Dangerous Knowledge

Beneath the surface of the world are the rules of science, but beneath them there is a far deeper set of rules, a matrix of pure mathematics, which explains the nature of the rules of science...

So begins this David Malone tour-de-force tribute to four geniuses who dared to confront the nature of the rules underlying all mathematics, logic and science, and saw in their various ways that the certainty with which we had become so familiar and comfortable was but an illusion.

Their stories are both inspiring and tragic. These men, Georg Cantor, Ludwig Boltzmann, Kurt Gödel and Alan Turing, were all destined for intellectual fame and greatness, if only posthumously, but because of the nature of their research, because of the intense dedication that their academic problems demanded of them, because of the great resistance they had to overcome from detractors, and because of the major threat they posed to our most foundational beliefs, they came to the brink of madness, and their ends were all tragic, lonely and regrettable. For all of that, however, and however briefly, they each got a glimpse of a reality few, if any of us, will ever get to experience.

This is, quite possibly, the best thing you may do for your brain this week...

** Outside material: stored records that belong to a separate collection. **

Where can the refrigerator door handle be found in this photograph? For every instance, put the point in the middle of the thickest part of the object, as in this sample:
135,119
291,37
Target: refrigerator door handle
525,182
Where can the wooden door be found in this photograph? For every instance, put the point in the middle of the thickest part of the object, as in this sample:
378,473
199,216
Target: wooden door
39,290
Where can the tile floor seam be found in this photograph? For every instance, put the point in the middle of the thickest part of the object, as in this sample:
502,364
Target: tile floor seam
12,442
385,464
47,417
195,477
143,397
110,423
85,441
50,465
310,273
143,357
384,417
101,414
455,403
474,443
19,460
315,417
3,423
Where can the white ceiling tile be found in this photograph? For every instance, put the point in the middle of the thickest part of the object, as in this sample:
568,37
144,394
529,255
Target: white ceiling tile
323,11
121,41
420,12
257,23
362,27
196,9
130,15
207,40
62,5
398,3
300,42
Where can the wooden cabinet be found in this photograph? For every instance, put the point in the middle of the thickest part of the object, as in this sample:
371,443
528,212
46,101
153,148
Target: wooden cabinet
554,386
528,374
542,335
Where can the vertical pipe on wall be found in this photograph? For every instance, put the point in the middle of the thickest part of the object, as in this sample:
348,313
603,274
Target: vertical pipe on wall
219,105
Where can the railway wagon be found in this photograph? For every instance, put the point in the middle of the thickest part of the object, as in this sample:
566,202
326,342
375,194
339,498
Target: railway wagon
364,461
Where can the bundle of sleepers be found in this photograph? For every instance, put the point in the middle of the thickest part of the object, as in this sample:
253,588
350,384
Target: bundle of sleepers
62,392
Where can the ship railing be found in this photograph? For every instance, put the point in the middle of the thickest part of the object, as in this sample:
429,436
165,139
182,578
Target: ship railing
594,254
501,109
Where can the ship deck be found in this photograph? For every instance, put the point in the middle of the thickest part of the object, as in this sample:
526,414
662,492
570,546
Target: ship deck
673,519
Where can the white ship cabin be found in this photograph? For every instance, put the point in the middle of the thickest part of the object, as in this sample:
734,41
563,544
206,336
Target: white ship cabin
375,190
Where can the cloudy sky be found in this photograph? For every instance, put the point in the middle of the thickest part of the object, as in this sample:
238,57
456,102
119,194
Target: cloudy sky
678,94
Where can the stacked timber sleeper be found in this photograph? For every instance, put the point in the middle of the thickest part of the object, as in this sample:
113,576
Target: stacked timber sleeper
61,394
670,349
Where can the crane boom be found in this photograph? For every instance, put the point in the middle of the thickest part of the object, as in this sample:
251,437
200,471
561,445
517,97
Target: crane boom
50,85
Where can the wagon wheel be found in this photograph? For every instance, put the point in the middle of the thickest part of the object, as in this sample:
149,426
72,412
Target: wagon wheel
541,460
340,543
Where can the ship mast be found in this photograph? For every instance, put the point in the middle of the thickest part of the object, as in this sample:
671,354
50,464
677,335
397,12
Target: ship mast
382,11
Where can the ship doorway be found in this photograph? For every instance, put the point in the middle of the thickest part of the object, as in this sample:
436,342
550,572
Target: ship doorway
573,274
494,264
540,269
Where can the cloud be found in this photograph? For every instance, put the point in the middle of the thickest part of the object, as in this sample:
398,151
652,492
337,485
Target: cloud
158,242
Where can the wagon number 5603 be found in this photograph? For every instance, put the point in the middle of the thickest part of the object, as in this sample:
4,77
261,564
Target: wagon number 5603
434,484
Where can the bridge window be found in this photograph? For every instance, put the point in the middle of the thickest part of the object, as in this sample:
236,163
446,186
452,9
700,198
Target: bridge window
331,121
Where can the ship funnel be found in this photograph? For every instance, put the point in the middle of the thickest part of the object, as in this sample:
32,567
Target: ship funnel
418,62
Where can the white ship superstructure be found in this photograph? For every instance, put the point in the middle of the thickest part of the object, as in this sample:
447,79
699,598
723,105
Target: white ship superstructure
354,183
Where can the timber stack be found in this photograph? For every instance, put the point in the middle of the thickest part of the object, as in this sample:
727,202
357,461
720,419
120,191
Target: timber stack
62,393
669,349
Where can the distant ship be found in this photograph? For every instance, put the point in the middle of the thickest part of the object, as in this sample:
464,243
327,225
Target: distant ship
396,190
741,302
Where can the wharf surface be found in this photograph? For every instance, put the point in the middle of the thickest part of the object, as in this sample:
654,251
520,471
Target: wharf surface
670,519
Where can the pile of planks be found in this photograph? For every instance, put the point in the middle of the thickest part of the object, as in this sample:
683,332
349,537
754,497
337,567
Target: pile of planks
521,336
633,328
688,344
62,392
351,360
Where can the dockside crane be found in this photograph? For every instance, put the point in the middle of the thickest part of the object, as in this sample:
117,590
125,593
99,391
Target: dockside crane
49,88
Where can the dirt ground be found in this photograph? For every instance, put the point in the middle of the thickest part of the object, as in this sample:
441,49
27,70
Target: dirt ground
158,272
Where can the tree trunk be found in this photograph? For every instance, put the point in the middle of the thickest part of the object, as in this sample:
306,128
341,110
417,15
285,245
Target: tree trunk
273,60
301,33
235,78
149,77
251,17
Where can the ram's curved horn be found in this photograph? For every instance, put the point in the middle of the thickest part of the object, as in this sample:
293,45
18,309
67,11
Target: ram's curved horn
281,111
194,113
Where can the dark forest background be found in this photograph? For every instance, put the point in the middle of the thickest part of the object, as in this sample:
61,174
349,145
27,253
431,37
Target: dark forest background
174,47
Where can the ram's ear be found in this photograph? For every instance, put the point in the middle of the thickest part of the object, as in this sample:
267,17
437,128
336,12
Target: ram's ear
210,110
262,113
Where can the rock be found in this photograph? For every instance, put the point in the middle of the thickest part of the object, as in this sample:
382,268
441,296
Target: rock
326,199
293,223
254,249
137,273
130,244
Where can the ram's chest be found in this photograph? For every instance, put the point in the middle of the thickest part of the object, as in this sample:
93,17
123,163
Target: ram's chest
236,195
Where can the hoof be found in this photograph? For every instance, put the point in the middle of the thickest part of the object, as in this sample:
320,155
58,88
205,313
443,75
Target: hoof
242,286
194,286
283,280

And for another masterpiece on Alan Turing's intellectual contributions, check out Jim Al-Khalili's The Secret Life of Chaos.

1 comment:

  1. At 9:20 he says something weird. That drawing infinite radii from the centre of a circle to its edge will result in gaps as they move outward.

    Which is absurd, there can't be gaps between infinitely small angles. Either he wasn't explaining Galileo's idea properly, or Galileo had a seniors moment.